We fed off each other intellectually, and there is no doubt that he provided the better banquet. Especially after he became editor of Foreign Policy we often reviewed each other’s drafts … and he even published some of mine. Those collaborations remain precious to me. My only regret from those years is that when the New York Times syndicate invited us to do a weekly column together, I was too overwhelmed with Council duties to accept and Bill was too swamped to do it by himself. When he did write, his work was invariably lucid, trenchant and insightful. He was so good that even the OQ – the “Other Quarterly” as Foreign Policy upstarts called Foreign Affairs in those days – published him.
Bill’s modesty disguised how much he had to be proud of. His charming remarks at the Cosmos Club celebrating their long and happy marriage made clear that nothing gave him so much pride as the fact that Gretchen had become his wife. Their love was the supreme joy of his life. And what a stalwart partner she has been. Their devotion testified that they meant the vow to be true to each other, “in sickness and in health.”
As fathers we shared concerns and joys about our children. Parents are probably always a bit surprised at the paths their children take but Stacy and Charles gave Bill and Gretchen the kinds of pleasant surprises for which we all yearn. I won’t embarrass them by relating the ways he reported on their progress; they already know how much he loved them and admired their growth into mature, caring adults. I will express the deepest gratitude and respect for the gift Charles made to all of us by the transplant that added splendid, productive years to his father’s life. And I will always remember sitting in Bill’s office sharing smiles at a slide show of Caleb, Stacy’s first child. Stacy is not only a lovely and accomplished mother, she is a far better student than I ever was of her father’s fine art of tying bow ties.

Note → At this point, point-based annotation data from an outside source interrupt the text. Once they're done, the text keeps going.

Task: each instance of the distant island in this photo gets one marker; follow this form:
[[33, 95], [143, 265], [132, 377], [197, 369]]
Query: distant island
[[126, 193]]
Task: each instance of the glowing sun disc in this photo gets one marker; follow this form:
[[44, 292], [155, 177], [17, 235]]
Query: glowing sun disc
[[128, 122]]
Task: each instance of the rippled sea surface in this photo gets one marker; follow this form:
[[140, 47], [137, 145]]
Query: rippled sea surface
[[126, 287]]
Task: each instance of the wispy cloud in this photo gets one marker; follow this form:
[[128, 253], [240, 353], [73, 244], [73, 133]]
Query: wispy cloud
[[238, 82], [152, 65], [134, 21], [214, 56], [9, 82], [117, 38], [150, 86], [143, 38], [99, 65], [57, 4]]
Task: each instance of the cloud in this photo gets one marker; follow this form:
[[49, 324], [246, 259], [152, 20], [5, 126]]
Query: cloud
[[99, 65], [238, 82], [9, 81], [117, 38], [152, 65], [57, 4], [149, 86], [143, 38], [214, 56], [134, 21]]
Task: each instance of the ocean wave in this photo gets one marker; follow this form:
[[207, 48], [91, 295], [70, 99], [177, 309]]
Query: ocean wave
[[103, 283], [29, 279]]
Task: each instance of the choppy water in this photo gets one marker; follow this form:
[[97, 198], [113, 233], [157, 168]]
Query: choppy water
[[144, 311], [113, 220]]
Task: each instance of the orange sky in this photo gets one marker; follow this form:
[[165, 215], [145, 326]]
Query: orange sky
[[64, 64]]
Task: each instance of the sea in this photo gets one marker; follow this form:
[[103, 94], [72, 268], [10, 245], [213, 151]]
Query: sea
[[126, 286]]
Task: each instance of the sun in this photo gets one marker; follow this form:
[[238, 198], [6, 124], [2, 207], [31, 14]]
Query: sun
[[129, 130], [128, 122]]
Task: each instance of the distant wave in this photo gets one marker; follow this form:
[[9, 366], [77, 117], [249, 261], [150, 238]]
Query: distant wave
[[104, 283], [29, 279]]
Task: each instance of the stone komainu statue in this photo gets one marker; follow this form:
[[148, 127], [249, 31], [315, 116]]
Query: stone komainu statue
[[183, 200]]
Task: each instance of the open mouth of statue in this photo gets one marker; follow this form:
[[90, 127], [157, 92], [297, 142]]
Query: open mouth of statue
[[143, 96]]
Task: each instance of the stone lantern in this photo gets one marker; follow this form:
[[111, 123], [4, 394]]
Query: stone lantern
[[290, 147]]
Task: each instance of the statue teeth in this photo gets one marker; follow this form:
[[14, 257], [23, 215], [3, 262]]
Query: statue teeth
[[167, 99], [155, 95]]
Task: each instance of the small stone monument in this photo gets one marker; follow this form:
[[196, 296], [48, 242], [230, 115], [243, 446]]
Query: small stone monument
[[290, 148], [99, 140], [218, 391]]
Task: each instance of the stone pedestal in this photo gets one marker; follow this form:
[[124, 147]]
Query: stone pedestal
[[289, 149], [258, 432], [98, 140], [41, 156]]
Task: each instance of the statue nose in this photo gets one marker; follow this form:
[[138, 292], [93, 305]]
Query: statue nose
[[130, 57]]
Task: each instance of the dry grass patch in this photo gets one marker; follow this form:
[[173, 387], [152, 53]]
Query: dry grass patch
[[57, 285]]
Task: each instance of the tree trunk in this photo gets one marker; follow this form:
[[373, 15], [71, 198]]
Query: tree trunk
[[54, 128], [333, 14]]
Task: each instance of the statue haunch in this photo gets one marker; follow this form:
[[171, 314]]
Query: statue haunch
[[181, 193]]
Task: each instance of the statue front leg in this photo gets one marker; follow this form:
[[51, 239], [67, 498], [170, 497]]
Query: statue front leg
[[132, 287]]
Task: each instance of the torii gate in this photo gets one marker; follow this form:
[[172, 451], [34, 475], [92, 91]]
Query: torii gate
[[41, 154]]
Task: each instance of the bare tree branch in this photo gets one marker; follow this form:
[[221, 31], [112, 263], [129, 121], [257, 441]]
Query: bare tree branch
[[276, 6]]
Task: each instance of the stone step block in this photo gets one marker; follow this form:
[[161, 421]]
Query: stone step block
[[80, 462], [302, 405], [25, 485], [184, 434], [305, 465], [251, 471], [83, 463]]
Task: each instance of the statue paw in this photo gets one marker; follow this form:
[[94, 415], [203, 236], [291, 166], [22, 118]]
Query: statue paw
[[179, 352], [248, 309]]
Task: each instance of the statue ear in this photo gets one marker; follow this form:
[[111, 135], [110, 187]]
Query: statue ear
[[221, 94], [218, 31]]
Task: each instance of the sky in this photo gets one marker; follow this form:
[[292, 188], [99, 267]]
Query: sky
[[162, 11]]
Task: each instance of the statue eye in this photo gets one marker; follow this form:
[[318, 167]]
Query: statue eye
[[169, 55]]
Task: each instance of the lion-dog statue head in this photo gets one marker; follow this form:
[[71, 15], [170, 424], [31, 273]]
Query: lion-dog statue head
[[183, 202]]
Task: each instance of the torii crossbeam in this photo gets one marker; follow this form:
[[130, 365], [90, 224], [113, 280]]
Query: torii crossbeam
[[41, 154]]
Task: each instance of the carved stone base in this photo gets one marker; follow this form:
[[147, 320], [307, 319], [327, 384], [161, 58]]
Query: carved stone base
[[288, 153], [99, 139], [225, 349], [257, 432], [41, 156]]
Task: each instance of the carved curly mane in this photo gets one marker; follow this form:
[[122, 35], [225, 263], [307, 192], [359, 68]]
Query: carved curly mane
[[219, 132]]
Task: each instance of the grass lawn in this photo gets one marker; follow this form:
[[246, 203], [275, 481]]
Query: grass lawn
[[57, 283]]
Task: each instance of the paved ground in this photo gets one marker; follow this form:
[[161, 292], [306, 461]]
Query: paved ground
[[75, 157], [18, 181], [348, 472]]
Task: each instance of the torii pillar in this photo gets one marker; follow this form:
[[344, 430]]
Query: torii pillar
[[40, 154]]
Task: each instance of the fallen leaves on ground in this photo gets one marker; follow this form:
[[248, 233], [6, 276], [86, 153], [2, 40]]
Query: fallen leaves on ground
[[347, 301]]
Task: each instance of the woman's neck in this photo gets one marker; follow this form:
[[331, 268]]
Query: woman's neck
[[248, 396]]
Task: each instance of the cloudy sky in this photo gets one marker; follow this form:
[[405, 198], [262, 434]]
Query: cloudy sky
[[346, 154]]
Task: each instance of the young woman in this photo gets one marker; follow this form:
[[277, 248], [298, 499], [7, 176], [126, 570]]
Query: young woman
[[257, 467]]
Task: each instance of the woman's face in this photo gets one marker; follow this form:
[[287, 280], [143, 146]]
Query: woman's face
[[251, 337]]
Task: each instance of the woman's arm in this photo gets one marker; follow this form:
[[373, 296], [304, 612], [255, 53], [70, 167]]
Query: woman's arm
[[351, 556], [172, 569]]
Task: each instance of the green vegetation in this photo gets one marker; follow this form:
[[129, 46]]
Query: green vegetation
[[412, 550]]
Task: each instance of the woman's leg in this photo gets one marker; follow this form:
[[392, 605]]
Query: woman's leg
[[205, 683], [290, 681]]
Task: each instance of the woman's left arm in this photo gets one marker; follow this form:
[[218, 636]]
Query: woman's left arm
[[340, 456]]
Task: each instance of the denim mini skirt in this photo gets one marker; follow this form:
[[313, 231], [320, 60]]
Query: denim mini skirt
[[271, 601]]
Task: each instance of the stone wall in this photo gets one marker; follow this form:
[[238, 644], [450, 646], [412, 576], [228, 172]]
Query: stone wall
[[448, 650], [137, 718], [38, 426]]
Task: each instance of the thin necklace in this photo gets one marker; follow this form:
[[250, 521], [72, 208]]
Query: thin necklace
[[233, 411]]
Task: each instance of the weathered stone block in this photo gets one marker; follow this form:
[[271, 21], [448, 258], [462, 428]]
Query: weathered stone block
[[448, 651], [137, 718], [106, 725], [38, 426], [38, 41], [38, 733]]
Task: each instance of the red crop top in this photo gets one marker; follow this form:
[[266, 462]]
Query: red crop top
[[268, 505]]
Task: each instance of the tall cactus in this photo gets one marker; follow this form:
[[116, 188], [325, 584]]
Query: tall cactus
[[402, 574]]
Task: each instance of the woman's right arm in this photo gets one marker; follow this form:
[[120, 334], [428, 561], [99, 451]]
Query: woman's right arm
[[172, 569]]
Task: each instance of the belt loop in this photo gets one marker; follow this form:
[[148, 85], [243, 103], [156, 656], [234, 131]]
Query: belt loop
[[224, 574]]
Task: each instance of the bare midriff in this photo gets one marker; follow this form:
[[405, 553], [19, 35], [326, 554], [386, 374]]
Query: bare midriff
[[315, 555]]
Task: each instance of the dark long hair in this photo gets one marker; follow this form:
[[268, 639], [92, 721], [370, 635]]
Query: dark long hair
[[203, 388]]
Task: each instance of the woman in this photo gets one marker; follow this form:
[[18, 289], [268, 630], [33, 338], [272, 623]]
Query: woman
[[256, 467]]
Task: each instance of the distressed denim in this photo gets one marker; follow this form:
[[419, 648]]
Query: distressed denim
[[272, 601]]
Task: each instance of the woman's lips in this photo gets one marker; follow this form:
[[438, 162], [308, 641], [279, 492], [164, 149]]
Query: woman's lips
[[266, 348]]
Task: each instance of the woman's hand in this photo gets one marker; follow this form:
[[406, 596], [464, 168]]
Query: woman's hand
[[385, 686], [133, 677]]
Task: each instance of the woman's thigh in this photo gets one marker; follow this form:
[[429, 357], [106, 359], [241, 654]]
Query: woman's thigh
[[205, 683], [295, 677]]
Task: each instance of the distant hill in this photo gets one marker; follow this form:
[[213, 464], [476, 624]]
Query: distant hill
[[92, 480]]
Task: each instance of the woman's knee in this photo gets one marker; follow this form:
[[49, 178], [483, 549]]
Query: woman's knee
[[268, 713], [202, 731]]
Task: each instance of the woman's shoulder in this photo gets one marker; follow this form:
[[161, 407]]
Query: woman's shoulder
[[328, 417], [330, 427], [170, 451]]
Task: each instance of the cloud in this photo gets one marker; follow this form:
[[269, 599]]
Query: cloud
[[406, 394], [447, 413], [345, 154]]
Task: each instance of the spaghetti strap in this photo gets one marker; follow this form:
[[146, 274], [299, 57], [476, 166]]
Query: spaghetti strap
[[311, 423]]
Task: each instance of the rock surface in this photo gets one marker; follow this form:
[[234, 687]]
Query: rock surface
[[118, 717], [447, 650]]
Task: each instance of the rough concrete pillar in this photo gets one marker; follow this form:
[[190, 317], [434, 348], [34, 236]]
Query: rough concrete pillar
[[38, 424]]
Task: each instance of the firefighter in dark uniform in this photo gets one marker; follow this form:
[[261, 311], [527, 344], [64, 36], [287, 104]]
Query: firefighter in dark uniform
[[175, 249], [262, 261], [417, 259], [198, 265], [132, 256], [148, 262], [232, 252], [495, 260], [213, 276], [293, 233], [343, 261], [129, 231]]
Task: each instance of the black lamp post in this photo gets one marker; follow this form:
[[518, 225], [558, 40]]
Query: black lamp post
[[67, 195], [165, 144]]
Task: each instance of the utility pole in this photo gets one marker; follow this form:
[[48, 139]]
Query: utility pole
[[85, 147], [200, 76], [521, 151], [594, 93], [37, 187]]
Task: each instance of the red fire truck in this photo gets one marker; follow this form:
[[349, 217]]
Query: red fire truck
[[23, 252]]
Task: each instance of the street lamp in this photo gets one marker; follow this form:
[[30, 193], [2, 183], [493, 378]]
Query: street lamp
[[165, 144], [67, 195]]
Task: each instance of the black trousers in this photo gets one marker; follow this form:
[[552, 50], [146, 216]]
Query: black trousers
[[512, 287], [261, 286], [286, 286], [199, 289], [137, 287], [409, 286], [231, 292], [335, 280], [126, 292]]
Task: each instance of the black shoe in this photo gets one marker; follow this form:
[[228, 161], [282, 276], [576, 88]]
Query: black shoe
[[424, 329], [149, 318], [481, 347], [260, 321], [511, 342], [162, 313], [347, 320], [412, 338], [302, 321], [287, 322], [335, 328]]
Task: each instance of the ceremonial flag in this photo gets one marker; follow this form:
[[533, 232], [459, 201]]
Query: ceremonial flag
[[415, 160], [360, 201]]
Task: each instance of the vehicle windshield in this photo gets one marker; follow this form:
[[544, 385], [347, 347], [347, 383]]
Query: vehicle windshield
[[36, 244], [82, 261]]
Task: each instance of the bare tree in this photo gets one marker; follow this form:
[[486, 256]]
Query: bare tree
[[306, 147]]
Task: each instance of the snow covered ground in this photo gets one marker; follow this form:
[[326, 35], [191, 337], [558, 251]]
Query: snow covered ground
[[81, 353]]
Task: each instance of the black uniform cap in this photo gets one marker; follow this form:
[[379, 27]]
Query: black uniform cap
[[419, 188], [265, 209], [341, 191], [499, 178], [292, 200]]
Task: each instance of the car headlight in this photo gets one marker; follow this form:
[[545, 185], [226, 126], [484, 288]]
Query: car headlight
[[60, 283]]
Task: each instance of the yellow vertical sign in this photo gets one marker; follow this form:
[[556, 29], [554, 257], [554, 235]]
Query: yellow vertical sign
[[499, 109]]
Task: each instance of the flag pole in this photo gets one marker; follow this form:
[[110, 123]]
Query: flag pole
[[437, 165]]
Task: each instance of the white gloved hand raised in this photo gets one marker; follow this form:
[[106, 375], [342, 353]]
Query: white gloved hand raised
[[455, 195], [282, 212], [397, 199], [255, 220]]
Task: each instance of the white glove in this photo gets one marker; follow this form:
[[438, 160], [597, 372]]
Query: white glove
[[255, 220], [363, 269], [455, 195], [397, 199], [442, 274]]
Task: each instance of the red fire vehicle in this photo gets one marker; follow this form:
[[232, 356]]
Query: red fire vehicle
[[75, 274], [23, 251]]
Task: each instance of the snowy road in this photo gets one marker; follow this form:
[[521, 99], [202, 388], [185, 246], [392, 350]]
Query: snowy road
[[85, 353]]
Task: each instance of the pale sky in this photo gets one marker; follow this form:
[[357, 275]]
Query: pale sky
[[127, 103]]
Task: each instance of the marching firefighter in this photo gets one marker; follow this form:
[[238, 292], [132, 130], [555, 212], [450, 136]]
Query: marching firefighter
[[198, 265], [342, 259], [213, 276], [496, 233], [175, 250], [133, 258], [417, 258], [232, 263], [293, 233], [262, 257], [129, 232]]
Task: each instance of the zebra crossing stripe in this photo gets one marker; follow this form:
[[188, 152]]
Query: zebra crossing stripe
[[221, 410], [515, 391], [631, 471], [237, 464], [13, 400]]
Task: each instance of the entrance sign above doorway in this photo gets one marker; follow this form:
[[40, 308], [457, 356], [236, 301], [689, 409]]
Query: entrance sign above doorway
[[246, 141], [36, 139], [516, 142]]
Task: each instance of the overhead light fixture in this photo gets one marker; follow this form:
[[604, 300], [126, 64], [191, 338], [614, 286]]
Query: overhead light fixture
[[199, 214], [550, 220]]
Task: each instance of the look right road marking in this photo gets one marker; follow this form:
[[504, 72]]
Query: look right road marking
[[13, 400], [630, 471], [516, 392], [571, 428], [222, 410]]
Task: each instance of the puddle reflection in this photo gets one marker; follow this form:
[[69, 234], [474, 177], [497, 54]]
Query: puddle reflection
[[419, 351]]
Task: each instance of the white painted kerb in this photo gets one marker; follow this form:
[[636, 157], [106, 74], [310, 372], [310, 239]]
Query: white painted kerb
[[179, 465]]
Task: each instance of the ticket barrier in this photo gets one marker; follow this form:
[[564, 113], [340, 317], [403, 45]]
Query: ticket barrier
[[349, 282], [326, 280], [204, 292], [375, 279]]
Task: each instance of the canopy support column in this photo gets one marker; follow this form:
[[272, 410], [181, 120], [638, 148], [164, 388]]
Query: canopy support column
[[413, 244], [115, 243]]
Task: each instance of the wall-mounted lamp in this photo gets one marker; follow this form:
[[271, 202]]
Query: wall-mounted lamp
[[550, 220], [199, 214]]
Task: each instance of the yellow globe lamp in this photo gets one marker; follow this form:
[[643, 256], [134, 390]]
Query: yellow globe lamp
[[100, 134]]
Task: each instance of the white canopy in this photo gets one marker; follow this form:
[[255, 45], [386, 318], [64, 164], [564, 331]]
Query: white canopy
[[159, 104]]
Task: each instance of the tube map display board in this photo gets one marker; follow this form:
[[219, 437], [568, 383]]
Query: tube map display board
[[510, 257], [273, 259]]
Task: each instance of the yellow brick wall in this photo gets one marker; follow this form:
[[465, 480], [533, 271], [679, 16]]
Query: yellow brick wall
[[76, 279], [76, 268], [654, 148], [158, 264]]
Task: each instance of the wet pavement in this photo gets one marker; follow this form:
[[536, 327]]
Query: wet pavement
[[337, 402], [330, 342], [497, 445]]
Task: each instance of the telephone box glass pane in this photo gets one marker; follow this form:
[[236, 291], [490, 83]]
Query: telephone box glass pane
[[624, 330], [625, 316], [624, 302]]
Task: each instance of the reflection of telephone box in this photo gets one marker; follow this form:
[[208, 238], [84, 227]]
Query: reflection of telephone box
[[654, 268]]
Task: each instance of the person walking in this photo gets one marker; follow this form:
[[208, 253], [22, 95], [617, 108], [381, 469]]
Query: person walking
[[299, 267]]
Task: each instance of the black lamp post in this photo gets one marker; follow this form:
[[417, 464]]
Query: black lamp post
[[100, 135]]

Bill was godfather to our youngest daughter, Sarah-Faith, and his counsel of patience helped us cope with the tribulations of yet another adolescent passage. In moments of exasperation I have been inclined to quote Bill and tell her that “we are compelled to love you.” During his brief interval at the Ingleside medical center, I brought in a video of Sarah-Faith’s recent performances and he brightened at the knowledge that she is beginning college as a music major.
The wonderful man we knew as Bill was an exemplar. He was a humane patriot who knew that love of country demanded respect for the wider world of other nations and different cultures. He saw far and served long. And his steadfast friendship was an inspiration and an honor to be treasured forever.
Dr. Frye is the first presidential senior fellow at the Council on Foreign Relations. He has published many books on national security policy, and was awarded the 1993 Olive Branch Award of the Center for War, Peace and the News Media.